# car insurance



## david_oz (Jul 23, 2009)

hi everyone

i'm an australian living in calgary. ive been here for about 6 months and im looking to buy a car pretty soon. im probably not going to get anything fancy, likely a small car around the $5-10k mark.

i'm looking at quotes for insurance though and the premiums seem to be off the charts expensive. a bit about me:

- i'm a 23 year old male
- been driving for 6 years without any incidents and have a perfect driving history (although only in australia, never in north america - some insurance companies are asking this)
- i live in the NW of calgary in a very safe area
- im probably going to put < 10,000km / year on the car

the sorts of quotes im getting are around the $3,000 / year mark!!! even if i just go for 3rd party liability insurance the quotes are still anywhere around $1500+ which in my mind is just crazy - especially since im only buying the car to drive to the snow every weekend in winter! apart from that it probably wont get used that much

has anyone else had a similar issue and can recommend something for me??

cheers

Dave


----------



## Auld Yin (Mar 10, 2009)

I'm sorry to tell you but auto insurance in Canada is inordinately expensive. You're going to have to do a lot of shopping around but even the best quote will be very dear. It may help if you can obtain confirmation from your Australian insurer of your good driving record there but your age here is against you.


----------



## JulianQ101 (Jul 17, 2009)

I often joke about insurance in Canada. The country shouldn't brag about low crime rates because car insurance is a legalized mugging. 

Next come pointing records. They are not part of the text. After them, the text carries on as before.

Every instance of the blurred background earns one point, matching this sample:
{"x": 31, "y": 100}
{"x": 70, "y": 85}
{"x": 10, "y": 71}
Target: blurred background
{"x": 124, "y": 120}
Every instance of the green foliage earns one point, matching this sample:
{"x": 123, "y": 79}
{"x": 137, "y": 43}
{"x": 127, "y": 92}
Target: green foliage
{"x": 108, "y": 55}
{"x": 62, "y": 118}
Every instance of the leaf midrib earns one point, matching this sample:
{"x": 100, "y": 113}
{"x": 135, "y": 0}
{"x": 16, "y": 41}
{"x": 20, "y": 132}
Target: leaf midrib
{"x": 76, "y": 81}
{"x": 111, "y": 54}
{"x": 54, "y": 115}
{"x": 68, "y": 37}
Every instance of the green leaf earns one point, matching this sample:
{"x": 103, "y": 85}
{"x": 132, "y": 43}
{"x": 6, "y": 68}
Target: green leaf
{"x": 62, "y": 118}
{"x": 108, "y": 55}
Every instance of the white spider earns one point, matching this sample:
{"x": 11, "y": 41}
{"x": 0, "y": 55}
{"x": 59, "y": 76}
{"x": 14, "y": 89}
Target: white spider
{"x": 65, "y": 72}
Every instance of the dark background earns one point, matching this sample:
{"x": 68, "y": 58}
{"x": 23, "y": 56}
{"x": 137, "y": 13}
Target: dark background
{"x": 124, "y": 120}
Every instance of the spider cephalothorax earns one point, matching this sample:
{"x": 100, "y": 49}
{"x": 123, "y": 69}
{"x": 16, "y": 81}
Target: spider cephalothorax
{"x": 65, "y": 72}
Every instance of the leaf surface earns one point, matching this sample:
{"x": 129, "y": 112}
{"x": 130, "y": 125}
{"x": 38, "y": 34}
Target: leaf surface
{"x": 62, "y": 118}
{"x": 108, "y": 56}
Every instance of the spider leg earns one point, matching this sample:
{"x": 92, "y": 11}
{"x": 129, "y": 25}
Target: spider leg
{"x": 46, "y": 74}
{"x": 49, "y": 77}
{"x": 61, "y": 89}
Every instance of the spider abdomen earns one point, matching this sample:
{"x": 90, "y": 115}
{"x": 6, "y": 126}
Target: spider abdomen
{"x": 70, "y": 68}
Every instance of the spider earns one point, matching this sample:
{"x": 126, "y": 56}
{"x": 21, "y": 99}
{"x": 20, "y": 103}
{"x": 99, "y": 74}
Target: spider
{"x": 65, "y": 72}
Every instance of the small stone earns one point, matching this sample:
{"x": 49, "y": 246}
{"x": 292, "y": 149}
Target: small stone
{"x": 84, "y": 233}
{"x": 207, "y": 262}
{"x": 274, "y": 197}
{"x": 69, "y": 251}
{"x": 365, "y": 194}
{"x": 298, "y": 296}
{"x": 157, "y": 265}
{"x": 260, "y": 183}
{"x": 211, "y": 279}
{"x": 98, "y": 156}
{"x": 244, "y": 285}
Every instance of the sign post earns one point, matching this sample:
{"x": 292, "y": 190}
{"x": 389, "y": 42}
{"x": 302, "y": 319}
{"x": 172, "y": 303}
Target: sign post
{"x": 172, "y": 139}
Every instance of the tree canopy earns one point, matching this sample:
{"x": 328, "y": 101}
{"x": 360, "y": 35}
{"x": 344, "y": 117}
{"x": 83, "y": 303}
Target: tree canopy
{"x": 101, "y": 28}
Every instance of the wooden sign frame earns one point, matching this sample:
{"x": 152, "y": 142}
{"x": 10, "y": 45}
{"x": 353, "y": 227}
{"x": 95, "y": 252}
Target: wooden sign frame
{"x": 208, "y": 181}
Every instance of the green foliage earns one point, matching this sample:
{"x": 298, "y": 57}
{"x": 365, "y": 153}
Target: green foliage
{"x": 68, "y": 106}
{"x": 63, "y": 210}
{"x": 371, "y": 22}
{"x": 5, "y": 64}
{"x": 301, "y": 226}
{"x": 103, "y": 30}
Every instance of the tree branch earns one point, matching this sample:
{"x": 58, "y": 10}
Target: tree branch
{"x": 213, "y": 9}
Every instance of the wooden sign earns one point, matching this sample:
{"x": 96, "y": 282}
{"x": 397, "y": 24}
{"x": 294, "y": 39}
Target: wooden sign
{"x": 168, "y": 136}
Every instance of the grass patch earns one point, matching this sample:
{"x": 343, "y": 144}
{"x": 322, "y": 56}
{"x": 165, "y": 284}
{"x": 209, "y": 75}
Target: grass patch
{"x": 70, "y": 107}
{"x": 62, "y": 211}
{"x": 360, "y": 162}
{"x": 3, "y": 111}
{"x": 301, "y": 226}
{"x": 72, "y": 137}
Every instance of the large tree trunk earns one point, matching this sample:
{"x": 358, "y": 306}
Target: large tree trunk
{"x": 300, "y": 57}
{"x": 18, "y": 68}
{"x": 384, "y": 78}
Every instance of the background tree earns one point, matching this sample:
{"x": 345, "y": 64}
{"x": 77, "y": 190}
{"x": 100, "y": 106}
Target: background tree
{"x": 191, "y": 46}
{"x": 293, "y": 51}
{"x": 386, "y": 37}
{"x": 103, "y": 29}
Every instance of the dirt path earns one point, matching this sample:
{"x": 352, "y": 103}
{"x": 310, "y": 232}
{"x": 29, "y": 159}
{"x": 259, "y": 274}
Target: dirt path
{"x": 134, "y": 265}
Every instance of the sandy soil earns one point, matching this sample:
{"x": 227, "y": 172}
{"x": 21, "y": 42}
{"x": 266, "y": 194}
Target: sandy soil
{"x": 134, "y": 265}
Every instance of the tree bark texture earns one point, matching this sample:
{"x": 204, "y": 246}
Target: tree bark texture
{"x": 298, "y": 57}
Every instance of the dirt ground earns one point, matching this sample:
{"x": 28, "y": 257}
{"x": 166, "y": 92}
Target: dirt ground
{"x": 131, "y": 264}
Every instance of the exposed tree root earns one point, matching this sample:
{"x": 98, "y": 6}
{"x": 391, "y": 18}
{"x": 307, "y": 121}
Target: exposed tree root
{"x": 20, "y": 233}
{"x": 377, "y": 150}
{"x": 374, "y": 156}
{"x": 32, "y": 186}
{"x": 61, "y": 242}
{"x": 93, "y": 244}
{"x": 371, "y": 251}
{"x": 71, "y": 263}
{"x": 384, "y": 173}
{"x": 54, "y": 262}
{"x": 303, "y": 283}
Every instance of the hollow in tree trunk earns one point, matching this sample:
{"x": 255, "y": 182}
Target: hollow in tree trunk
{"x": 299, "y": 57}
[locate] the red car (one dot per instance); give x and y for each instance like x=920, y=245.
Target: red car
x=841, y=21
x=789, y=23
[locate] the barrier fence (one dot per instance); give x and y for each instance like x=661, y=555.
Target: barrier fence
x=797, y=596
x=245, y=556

When we arrived here 5 years ago I also paid several thousand a year insurance on a cheap car. My pocket hurts just thinking about it; and my current rates are still waaaaaaay too high in my opinion.

Canada is a great country - car insurance EXCLUDED.


----------



## mcd1203 (Nov 25, 2008)

get a record from your insurance company in Australia. Also decide how much coverage you want for a vehicle. When we bought older vehicles or cheaper ones we always went with the basic


----------



## spandza (Jul 29, 2009)

david_oz said:


> hi everyone
> 
> i'm an australian living in calgary. ive been here for about 6 months and im looking to buy a car pretty soon. im probably not going to get anything fancy, likely a small car around the $5-10k mark.
> 
> ...


Hi Dave,

When we first arrived here we rented a vehicle every weekend from Budget for $30 and our insurance was covered on our RBC Visa Avion credit card and then we'd fill the tank, or it is often $99 for the week. Means you can flip cars, sometimes get upgrades etc. Being under 25 can be a hassle though. We found Canadian Direct Insurance to be best and we got driver extracts as well as copies of all our licenses from previous years

Sharon


----------